Optimal glycaemic control reduces risk of HCC and liver-related mortality in patients with DM

24 Oct 2024 bởiNatalia Reoutova
Optimal glycaemic control reduces risk of HCC and liver-related mortality in patients with DM

A population-based study of 146,430 Hong Kong patients with diabetes mellitus (DM) reports that optimal vs suboptimal glycaemic control is associated with reduced risk of developing hepatocellular carcinoma (HCC) and liver-related mortality.
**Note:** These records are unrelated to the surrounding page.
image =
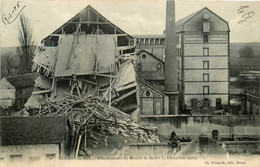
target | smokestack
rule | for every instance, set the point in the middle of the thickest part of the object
(171, 69)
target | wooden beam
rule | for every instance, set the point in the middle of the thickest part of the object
(105, 75)
(41, 92)
(87, 81)
(124, 96)
(77, 151)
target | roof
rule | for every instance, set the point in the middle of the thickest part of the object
(148, 75)
(195, 146)
(179, 26)
(141, 51)
(159, 89)
(89, 8)
(149, 36)
(22, 81)
(32, 130)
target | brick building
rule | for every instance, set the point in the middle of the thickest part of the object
(203, 48)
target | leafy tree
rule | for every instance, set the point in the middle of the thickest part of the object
(27, 45)
(246, 52)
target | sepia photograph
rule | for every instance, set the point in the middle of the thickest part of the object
(130, 83)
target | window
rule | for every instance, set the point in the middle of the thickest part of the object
(159, 67)
(205, 64)
(206, 27)
(147, 93)
(50, 156)
(157, 41)
(205, 77)
(194, 103)
(141, 41)
(139, 66)
(146, 41)
(206, 103)
(205, 90)
(162, 41)
(152, 41)
(206, 39)
(205, 51)
(177, 40)
(16, 157)
(34, 158)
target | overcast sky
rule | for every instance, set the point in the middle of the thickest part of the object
(132, 16)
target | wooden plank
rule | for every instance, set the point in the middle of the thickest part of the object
(87, 81)
(124, 96)
(41, 92)
(105, 75)
(77, 151)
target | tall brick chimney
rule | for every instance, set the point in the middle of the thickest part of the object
(171, 69)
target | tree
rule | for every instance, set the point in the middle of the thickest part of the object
(27, 45)
(8, 65)
(246, 52)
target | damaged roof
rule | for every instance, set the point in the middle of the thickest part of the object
(86, 16)
(22, 81)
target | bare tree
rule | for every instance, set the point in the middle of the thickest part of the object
(27, 45)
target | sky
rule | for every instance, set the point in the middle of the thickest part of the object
(132, 16)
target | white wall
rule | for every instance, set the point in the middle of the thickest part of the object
(214, 75)
(29, 151)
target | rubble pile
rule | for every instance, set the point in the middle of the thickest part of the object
(93, 119)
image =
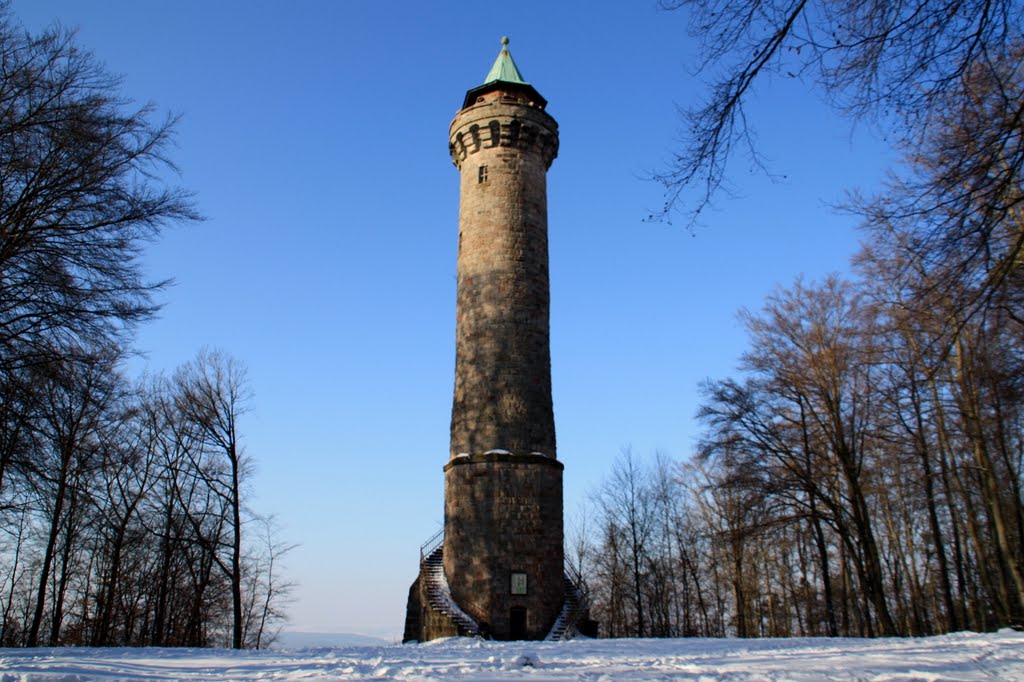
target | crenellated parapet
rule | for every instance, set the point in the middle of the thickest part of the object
(491, 125)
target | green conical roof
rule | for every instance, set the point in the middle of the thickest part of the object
(504, 69)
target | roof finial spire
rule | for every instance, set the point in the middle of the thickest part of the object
(504, 69)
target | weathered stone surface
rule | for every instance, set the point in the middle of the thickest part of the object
(503, 361)
(503, 514)
(503, 483)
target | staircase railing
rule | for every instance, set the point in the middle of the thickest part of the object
(427, 548)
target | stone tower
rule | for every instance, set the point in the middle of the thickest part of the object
(499, 568)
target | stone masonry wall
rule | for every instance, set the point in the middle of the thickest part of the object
(503, 514)
(503, 365)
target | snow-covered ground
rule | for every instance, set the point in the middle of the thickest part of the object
(960, 656)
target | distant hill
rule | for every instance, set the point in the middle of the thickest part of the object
(306, 640)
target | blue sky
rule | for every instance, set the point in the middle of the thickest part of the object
(315, 137)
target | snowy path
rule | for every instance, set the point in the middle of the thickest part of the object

Although DM is a well-established risk factor for HCC, the relationship between glycaemic control, liver decompensation and liver-related mortality remains poorly defined. [Hepatology 2022;76:1880-1897] The present study assessed the independent effect of optimal glycaemic control (mean HbA1c <7 percent during 3 years after DM diagnosis) on the risk of HCC development while adjusting for demographic, clinical and medical covariates.

Of 146,430 patients (mean age, 61.4 years; men, 52.2 percent; mean BMI, 26.1 kg/m2) included in the study, 91.4 percent were on antidiabetic medication, while 71.0 percent were on statins. DM-related complications (including stroke, coronary heart disease and chronic kidney disease) were present in 13.8 percent of patients, and 5.4 percent had liver-related comorbidities (including chronic hepatitis B, chronic hepatitis C and cirrhosis). During the median follow-up of 7.0 years, 0.8 percent of patients developed HCC and 0.7 percent died of liver-related causes. [Aliment Pharmacol Ther 2024;doi:10.1111/apt.18254]

Over a maximum follow-up duration of 16 years, the cumulative incidence of HCC was 1.4 vs 1.7 percent in the optimal vs suboptimal glycaemic control group. “Optimal glycaemic control was associated with a 30 percent risk reduction of HCC development compared with suboptimal glycaemic control [subdistribution hazard ratio (SHR), 0.70; 95 percent CI, 0.61–0.79; p<0.001],” highlighted the researchers.

Using the optimal glycaemic control group as reference, the researchers identified a stepwise increased trend for HCC risk (ptrend<0.001), with SHR of 1.29 (95 percent CI, 1.11–1.49) for HbA1c 7.0–<8.0 percent, 1.67 (95 percent CI, 1.38–2.01) for HbA1c 8.0–<9.0 percent, and 1.71 (95 percent CI, 1.36–2.14) for HbA1c ≥9 percent.

The 16-year cumulative incidence of liver-related mortality was also significantly lower in the optimal vs suboptimal glycaemic control group (1.3 vs 1.7 percent; p<0.001). The risk of liver-related mortality was 30 percent lower in the former group (SHR, 0.70; 95 percent CI, 0.61–0.80; p<0.001). In addition, patients with optimal glycaemic control had a lower cumulative incidence and a 24 percent lower risk of liver decompensation than those with suboptimal glycaemic control (2.3 vs 2.7 percent; SHR, 0.76; 95 percent CI, 0.68–0.85; p<0.001).

The observed associations between glycaemic control and incident HCC and liver-related mortality were validated in most subgroups, regardless of demographic, clinical and medical covariates, and were consistent across all sensitivity analyses. The researchers noted that glycaemic control was a risk factor irrespective of viral hepatitis, which was highly prevalent in this Asian cohort.

The study also found positive associations between glycaemic variability and incidence of HCC and liver-related mortality irrespective of calculation method (standard deviation [SD], coefficient of variation [CV] or average successive variability [ASV]). Lower glycaemic variability (SD, CV or ASV <25 percent quantile) was associated with a 28–31 percent reduced risk of HCC development and a 35–39 percent reduced risk of liver-related mortality vs greater glycaemic variability (SD, CV or ASV 25 percent quantile).

“Both glycaemic control and glycaemic variability are independent risk factors [for HCC development and liver-related mortality], and [their optimization] should be considered as oncoprotective strategy against HCC in the general DM population,” concluded the researchers.